“Queen Bitch” – David Bowie


David Bowie’s 1971 homage to Lou Reed and the Velvet Underground, from the classic (and eclectic) “Hunky Dory” album. One of Bowie’s best balls-to-wall rock songs and one that never fails to have me bouncing around the room.  Brilliantly used on the trailer for Jason Reitman’s painful and acidic 2011 comedy “Young Adult.”

“Young Adult” (2011) dir. Jason Reitman / scr. Diablo Cody


One of the best and most underrated comedies of late is Jason Reitman and Diablo Cody’s 2011 film “Young Adult”. Far better than their previous collaboration (2007’s “Juno”), “Young Adult” boasts Oscar-worthy performances by Charlize Theron and Patton Oswalt and is far more complex than its (fairly funny) preview would make you think.

The plot does seem sitcom simple: high school queen bitch who made good goes back to her hometown under the delusion she can get her now-married boyfriend back. However, while Theron does play a fairly rotten human being, it’s far from a one-dimensional portrayal. Like everyone else, her character has had her share of disappointments and heartbreak. Theron does make you feel for her, even though (as said earlier) her character is pretty awful.

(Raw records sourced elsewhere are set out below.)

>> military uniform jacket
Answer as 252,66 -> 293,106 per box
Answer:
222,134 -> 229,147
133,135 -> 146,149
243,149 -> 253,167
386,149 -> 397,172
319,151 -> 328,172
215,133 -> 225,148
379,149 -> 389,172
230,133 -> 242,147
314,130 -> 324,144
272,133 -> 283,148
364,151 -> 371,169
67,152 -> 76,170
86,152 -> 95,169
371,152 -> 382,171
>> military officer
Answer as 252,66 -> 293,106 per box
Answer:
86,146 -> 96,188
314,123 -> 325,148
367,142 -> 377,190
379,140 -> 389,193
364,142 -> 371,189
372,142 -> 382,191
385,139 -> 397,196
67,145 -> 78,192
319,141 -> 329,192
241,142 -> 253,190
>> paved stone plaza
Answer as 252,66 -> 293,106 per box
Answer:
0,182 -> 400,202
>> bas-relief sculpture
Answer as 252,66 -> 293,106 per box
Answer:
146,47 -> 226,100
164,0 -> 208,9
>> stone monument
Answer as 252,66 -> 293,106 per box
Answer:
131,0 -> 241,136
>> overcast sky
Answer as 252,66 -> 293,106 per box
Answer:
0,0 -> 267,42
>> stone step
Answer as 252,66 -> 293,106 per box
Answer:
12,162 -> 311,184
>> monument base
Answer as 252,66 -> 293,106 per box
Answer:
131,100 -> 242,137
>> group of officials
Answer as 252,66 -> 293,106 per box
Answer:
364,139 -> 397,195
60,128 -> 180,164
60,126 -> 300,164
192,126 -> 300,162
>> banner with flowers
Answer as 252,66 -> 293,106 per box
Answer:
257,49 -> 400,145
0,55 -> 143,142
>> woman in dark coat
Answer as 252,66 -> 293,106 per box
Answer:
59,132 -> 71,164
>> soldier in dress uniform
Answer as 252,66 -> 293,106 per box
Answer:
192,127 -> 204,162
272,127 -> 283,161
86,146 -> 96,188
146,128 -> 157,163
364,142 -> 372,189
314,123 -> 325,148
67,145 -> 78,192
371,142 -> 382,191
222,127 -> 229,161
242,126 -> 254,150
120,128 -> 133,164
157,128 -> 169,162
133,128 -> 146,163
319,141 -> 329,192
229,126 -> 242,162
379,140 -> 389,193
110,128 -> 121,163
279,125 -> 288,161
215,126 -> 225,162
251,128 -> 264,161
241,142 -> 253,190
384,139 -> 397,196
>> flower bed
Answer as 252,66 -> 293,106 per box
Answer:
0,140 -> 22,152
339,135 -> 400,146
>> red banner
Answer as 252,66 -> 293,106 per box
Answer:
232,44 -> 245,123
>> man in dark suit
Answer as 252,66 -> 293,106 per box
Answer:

Conversely, the people around her (who would normally be her straight, normal foils) are not let off the hook, either. While they are much better people than Theron’s character, Cody shows that they have their own human moments, as well. Patton Oswalt’s disabled character drowns his bitterness in booze and self-pity. Her otherwise nice and easy-going ex-boyfriend has a subtle, but unmistakable moral lapse. Even her ex-boyfriend’s wife, who is seen as flawless, has her own issues. If not, then why would she invite her husband’s bitchy ex-girlfriend to her baby shower unless it was meant as a subtle (or not-so-subtle) “f–k you”?

All of this may sound heavy handed, but Reitman/Cody handle it in a wonderfully subdued manner. One of the film’s strengths is how so much detail is conveyed about each character without calling attention to it. It’s not what I would call a “feel-good” comedy, but it’s often hilarious in a “hide your eyes and cringe” kind of way. If you’re a fan of Larry David or Louis C.K., you’ll probably dig it.